A factor of considerable importance was the revival of the lumbering interest. In 1869 a group of San Francisco businessmen had sent a scout north to look for a mill site; and as a result of his report on the Tacoma location, "the best I've seen," the Hanson and Ackerman Mill was constructed. This started Tacoma toward its future as the lumber capital of the world. Moreover, the advent of the mill started a small-scale boom. Construction workers were followed by mill hands, loggers, shopkeepers, mechanics, and bartenders, many bringing their wives and families with them. The village now became a regular port of call for the mail steamer, which heretofore had passed it by; telegraph connections were obtained; and the first electric lights on Puget Sound flickered at the mill. Other building was stimulated by the advent of the saw mill and the influx of settlers in search of jobs. So sudden and so great was the increase in business that a distinct shortage of currency occurred, and to meet this emergency the Hanson and Ackerman Company issued hammered-metal discs and rectangles to be used locally as a medium of exchange. These circulated briskly and served as a usable means of exchanging goods and services.
During the 1870s Tacoma began to develop its community activities. In 1870 the name of the town appeared for the first time on a map of the State issued by Hazerd Stevens. At about the same time the post office was moved from its inadequate quarters in Job Carr's cabin to the mill office, and the jail, which had been housed in a livery stable, was transferred to a building constructed of two-by-four scantlings for the special purpose of detention of lawbreakers. St. Peter's Church, which claimed to have the oldest bell tower in the United States — a 500-year-old tree trunk — was built in 1873. A hotel and a saloon were opened; it is said the "swearing Deacon," regularly on Sunday nights, put his head over the swinging doors and shouted, "I want every damn one of you to come to church tonight; and you'll each put fifty cents in the collection plate."

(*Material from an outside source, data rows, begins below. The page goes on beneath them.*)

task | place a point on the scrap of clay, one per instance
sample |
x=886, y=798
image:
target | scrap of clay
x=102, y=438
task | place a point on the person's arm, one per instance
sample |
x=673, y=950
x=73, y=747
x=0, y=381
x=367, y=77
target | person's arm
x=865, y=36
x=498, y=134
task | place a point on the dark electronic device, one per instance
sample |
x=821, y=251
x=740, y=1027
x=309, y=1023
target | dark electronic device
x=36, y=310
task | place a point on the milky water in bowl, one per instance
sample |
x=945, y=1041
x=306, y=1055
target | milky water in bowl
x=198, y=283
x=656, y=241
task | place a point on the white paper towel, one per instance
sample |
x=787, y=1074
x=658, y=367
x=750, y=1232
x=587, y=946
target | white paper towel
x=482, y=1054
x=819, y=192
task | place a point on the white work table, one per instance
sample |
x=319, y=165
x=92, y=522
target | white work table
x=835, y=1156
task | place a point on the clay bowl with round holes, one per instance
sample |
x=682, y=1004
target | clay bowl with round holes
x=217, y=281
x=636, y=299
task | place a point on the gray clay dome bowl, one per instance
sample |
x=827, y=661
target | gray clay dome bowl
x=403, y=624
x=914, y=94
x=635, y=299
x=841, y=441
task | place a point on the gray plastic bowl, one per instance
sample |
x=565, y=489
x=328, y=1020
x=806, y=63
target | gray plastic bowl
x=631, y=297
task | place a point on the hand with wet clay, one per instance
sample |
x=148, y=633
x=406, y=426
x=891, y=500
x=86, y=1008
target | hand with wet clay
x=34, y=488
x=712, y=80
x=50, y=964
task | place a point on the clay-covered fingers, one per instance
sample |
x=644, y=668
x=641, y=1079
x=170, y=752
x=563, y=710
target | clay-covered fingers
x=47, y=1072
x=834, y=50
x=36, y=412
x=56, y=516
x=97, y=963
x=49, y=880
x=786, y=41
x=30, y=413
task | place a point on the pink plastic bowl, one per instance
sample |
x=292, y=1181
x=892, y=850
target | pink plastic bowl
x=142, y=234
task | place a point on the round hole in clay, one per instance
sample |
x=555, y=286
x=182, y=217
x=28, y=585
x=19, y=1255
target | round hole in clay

The year 1873 was a red-letter one in Tacoma history. On July 14, McCarver, who had clung to his idea that the Northern Pacific Railway would select the town for its terminus, and who had therefore continued to buy up land as a speculation venture until he held some 2,000 acres, and received a telegram announcing the selection of Tacoma for the terminus. Great was the excitement of the town's 200 inhabitants, even though it was soon revealed that the railroad had decided to locate about a mile and a half south of the town. Thus was New Tacoma started among stumps and logs; but within a short time, before the rails were laid into town, a Steilacoom paper could write: "Three new stores, one blacksmith shop, and legions of whiskey mills have sprung into existence in Tacoma since the location of the terminus, and are in full blast. The Johnson Brothers, of Seattle, have moved their extensive stock up here; and in a few days the firm of Hoffman and Frost of Olympia, will move hitherward their tin and hardware establishment." The Pierce County Commissioners authorized the formation of a city government; Thomas Prosch brought the Pacific Tribune from Olympia to Old Tacoma; a doctor came to town, a drugstore was started, more and bigger ships came into the bay, and the first postmaster of New Tacoma, W. H. Fife, was appointed.